Sun's ldap configuration tool is ldapclient It is pre-configured to work with a Sun iPlanet style Directory Information Tree (DIT). If your LDAP does not follow this structure you will need to manually configure ldapclient to reflect this. You will need to have solaris.schema and DUAConfig.schema included in the LDAP servers schema.

root@ldap # ldapclient manual
-a domainName=your.site.com  
-a serviceSearchDescriptor=passwd:cn=users,dc=your,dc=site,dc=com 
-a serviceSearchDescriptor=group:cn=groups,dc=your,dc=site,dc=com 
-a authenticationMethod=tls:simple 
-a credentialLevel=proxy 
-a defaultSearchBase=dc=your,dc=site,dc=com 
-a searchTimeLimit=60 
-a profileTTL=3600
-a defaultServerList=ldap1.your.site.com,ldap2.your.site.com 
-a proxyDN=uid=root,cn=users,dc=your,dc=site,dc=com 
-a proxyPassword=********

You can also store this information on the LDAP server to make configuring a client easier.

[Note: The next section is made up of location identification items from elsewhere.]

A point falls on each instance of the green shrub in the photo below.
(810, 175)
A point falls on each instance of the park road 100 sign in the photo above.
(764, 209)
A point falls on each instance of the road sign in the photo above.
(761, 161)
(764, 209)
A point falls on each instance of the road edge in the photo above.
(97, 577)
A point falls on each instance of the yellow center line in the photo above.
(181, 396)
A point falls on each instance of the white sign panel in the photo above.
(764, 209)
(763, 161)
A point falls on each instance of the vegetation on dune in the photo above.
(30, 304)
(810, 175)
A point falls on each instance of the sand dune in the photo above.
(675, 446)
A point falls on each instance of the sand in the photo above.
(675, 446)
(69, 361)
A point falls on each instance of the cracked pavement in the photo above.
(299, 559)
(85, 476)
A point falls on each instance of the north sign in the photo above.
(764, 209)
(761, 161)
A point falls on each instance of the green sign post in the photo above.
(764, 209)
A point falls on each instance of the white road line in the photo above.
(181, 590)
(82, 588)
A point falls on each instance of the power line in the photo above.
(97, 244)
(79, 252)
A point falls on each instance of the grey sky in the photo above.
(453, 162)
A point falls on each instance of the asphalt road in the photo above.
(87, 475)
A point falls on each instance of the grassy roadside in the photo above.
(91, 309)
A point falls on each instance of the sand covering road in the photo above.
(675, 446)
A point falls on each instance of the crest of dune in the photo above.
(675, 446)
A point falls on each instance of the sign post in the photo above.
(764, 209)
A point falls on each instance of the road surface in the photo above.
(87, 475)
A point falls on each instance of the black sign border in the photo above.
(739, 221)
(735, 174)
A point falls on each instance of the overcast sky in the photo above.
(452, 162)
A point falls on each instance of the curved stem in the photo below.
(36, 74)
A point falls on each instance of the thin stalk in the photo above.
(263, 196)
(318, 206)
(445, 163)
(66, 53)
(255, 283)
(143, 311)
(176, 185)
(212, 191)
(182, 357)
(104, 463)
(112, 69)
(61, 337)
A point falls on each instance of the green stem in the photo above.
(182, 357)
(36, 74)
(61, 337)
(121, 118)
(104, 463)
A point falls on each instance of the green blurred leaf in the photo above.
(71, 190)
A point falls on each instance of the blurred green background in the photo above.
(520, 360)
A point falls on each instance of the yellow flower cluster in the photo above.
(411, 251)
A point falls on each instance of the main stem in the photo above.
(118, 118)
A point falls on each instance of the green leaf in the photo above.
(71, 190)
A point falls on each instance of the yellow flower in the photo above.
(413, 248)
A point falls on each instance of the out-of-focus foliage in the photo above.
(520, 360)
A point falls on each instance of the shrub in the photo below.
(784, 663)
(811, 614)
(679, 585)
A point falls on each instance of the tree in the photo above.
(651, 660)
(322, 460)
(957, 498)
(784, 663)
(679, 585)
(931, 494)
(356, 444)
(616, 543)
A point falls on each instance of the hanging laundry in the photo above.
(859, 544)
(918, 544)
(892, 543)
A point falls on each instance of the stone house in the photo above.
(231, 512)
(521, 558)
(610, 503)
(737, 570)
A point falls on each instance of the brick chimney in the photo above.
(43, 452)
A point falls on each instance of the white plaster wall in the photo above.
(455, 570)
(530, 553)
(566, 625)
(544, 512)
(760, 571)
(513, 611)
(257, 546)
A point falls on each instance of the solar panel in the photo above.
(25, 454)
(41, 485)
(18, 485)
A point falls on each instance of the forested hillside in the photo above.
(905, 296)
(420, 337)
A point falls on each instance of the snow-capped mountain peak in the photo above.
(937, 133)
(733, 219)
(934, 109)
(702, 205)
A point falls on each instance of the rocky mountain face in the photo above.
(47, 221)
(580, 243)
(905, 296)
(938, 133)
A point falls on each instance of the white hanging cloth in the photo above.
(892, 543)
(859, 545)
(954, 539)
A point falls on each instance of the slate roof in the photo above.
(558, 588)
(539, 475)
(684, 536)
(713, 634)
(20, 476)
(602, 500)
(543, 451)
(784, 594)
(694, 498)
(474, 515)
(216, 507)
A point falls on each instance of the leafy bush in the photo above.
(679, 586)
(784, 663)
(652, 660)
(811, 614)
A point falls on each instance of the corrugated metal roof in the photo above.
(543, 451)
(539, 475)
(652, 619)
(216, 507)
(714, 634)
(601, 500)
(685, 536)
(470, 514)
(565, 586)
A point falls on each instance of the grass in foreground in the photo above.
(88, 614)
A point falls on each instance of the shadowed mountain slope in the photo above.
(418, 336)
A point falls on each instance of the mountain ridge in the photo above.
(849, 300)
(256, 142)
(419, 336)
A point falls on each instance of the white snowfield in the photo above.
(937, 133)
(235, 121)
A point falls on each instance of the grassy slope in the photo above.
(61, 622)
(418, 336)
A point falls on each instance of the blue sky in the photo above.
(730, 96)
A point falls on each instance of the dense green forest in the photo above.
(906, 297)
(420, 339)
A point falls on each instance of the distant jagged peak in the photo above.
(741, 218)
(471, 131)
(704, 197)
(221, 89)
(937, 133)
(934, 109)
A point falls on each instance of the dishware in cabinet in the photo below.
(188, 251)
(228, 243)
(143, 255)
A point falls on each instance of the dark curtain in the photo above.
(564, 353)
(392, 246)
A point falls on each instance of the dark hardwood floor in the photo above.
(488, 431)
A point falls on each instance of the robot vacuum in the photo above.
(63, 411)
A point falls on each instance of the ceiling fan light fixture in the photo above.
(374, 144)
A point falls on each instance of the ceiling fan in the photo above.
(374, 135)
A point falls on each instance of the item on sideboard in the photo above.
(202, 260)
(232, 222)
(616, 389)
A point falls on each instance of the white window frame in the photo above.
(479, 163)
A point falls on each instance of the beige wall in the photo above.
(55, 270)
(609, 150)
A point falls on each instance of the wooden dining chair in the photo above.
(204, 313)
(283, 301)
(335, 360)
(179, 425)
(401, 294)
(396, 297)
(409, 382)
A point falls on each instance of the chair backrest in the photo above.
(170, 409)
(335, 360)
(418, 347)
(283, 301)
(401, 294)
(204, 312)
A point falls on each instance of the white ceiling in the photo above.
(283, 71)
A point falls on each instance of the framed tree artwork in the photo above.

root@ldap # ldapclient init -a profileName=profile-imb 
-a proxyDN=uid=root,cn=users,dc=your,dc=site,dc=com 
-a proxyPassword=********
ldap1.your.site.com

A sample entry of solaris/ldap profile record which would be stored directly off the root node of your LDAP server in ou=profile:

dn: cn=profile-imb,ou=profile,dc=your,dc=site,dc=com
objectClass: DUAConfigProfile
defaultSearchBase: dc=your,dc=site,dc=com
cn: profile-imb
credentialLevel: proxy
defaultServerList: ldap1.your.site.com,ldap2.your.site.com
profileTTL: 300
searchTimeLimit: 60
authenticationMethod: simple
serviceSearchDescriptor: passwd:cn=users,dc=your,dc=site,dc=com
serviceSearchDescriptor: group:cn=groups,dc=your,dc=site,dc=com

Changing non-LDAP passwords

Some confusion can arise when changing the password on an LDAP enabled server. If the user is only in /etc/passwd (not in the LDAP directory).

root@ldap # passwd derek
New Password:
Re-enter new Password:
passwd(LDAP): derek does not exist
passwd: password successfully changed for derek

If you want to change the password of a user that exist in both /etc/passwd and in the LDAP directory, but you only want to change the password of the file user.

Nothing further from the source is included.